In a way that was similar to how he started out in the comics, he tried to stop Bushman from killing a bunch of hostages, including Layla’s dad, but he was shot and killed. He crawled into Khonshu’s tomb and was going to kill himself, but the moon god offered to heal Marc if he would become Khonshu’s representative.
“Get up and start living again,” the god says. “As my way of getting even. As the Moon Knight.”
Childhood Trauma
In a heartbreaking series of events, Steven learns that Randall, Marc’s brother, drowned in a cave flood. Marc’s mom kept telling him that he was to blame for the accident, and we skip from Marc’s 10th birthday to his 12th. In the later part of the story, young Marc runs into a room, and his grown-up self stops Steven from going in there to see what happened.
In the end, it turns out that this is when he made Steven help him forget that his mentally ill mother beat him. It seems to have gone on until he was in his teens when he left home.
Two months before the events of this show, this part of Marc’s traumatic past comes to a head. Marc couldn’t bear to go to her mom’s shiva, which is a Jewish period of mourning that lasts for seven days. Instead, he gave himself over to Steven in his grief.
In the comics, Marc’s mental illness is less believable but no less interesting. It started when he found out as a child that a family friend who was a rabbi was actually a Nazi deserter who found that he could live longer by being cruel. He did this by killing Jews behind their backs.

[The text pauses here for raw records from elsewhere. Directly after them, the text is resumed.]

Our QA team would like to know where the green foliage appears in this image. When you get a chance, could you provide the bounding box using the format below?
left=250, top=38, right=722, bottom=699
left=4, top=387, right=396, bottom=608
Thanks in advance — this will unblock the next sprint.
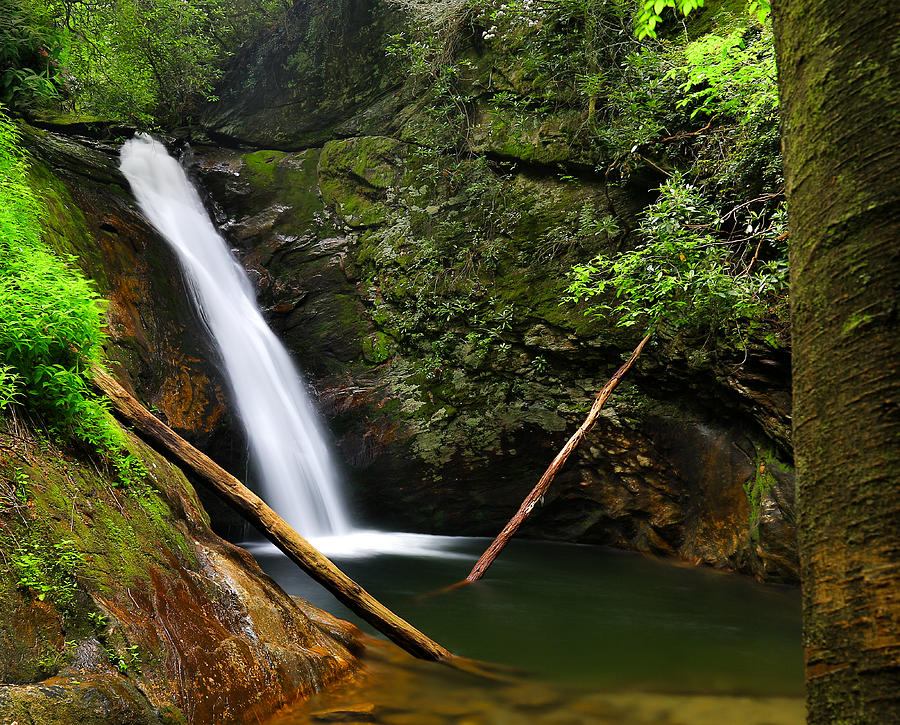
left=634, top=0, right=771, bottom=40
left=0, top=0, right=66, bottom=105
left=0, top=0, right=286, bottom=125
left=568, top=174, right=787, bottom=336
left=0, top=104, right=143, bottom=483
left=11, top=540, right=85, bottom=610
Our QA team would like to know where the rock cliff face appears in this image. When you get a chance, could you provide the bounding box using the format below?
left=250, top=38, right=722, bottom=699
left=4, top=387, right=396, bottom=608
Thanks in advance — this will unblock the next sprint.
left=195, top=137, right=796, bottom=580
left=194, top=3, right=797, bottom=580
left=0, top=132, right=357, bottom=725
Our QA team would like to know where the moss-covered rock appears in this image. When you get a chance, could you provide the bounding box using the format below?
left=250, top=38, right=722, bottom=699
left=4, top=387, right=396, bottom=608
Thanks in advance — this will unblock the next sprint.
left=198, top=129, right=797, bottom=580
left=0, top=127, right=355, bottom=724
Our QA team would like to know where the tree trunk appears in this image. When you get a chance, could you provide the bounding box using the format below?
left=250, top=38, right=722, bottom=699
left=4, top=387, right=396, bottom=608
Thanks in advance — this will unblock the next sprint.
left=772, top=0, right=900, bottom=725
left=92, top=367, right=452, bottom=661
left=466, top=333, right=651, bottom=582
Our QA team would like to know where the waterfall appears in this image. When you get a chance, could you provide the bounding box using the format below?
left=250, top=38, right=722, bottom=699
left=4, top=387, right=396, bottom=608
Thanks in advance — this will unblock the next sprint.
left=121, top=135, right=350, bottom=537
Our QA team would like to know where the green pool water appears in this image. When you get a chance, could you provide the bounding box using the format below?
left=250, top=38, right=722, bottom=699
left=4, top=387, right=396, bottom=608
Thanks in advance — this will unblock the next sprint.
left=248, top=535, right=803, bottom=696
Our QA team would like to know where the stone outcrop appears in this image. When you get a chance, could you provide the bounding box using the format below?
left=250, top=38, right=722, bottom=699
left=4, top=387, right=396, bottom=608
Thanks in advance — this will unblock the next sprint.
left=188, top=137, right=797, bottom=580
left=0, top=131, right=366, bottom=725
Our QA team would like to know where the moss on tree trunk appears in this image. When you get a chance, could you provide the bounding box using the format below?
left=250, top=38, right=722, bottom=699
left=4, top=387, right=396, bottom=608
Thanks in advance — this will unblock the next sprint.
left=773, top=0, right=900, bottom=725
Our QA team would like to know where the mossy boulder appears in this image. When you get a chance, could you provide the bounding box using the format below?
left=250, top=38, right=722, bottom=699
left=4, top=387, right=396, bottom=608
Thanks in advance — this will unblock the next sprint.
left=198, top=136, right=797, bottom=580
left=0, top=419, right=354, bottom=724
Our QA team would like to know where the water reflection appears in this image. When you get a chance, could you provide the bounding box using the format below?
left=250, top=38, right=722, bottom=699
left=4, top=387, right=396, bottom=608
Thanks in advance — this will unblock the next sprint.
left=250, top=537, right=803, bottom=725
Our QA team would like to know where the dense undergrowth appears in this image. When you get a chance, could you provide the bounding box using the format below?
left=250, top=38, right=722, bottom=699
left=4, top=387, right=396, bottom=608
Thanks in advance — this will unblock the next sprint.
left=388, top=0, right=787, bottom=343
left=0, top=107, right=142, bottom=483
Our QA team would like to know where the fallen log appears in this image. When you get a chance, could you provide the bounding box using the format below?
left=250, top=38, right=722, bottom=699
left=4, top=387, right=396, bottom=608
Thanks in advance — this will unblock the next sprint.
left=92, top=366, right=453, bottom=662
left=461, top=332, right=651, bottom=583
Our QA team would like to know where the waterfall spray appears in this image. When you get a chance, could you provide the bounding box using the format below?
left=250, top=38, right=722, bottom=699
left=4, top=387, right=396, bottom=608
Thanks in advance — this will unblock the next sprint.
left=121, top=135, right=350, bottom=537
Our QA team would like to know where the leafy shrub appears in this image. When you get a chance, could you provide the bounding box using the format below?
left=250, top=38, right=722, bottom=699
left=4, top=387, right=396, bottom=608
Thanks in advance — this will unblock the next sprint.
left=12, top=540, right=84, bottom=610
left=568, top=174, right=787, bottom=336
left=0, top=104, right=142, bottom=482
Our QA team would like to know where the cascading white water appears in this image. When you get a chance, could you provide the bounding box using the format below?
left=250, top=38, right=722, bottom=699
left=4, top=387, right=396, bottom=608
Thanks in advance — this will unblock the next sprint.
left=121, top=135, right=350, bottom=537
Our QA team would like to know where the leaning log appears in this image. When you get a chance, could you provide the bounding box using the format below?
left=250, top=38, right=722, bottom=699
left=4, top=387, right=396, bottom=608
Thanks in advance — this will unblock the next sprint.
left=465, top=333, right=651, bottom=582
left=92, top=366, right=452, bottom=661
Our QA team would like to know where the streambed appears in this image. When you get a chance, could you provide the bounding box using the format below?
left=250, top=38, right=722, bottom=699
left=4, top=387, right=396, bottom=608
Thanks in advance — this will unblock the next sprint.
left=246, top=534, right=803, bottom=725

Also Read: Another Self Season 2 Netflix: See All Latest Updates Related to Season 2!
Observations and Easter Eggs
- “You’d be surprised by how many different levels of consciousness that aren’t tied down there are. The Ancestral Plane is like that. Oh! Just gorgeous.” Taweret is talking about the way Wakandans see the world, as seen in Black Panther.
- What would have happened if Marc and Steven did what Marc said and killed Taweret and stole the ship? It seems like the scales would have been very off.
- It looks like this is the last time we’ll see Steven on his own, which is a shame because he’s so much more fun than Marc. In next week’s finale, I hope Marc will be a mix of the two personalities.
- Marc and Steven seem to have reached a balance, but we still don’t know what happened when he stabbed Harrow’s goons in Cairo, and it’s not clear what the deal was with the fuzzy state that got him kicked out of the military.
- It’s possible that he has another personality hiding in his mind, but if he does, it should have come out during the journey of this episode.
- Young Marc tells his mom, “Later, gators,” just like Steven did in his made-up phone call with her. She tells the crocodile, “In a while.”
- In the comics, Randall, Marc’s brother, lived to be an adult. He became his rival because he was jealous of his older, tougher brother.
- In the comics, Marc lives in Chicago. Steven’s mention of Milwaukee Avenue and Harrow’s address for the institution indicate that the same is true in the MCU.
- Steven says that Dr. Harrow is like Ned Flanders from The Simpsons, which is one of the few funny parts of the episode. After that crazy episode, I think we could all use a little Flanders.
Final Words
Moon Knight is part of the Marvel Cinematic Universe. The show takes place after the events of Avengers: Endgame. It follows the characters of Marc Spector and Steven Grant as they try to balance their souls in the afterlife. WARNING: SPOILERS for episode 5 below. Marc created Moon Knight to get away from his traumatic childhood.
He fought zombie versions of some of the people he killed as Moon Knight. In the comics, Marc’s mental illness started when he found out a family friend who was a Nazi deserter was actually a Nazi sympathizer. In the comics, Randall, Marc’s brother, lived to be an adult.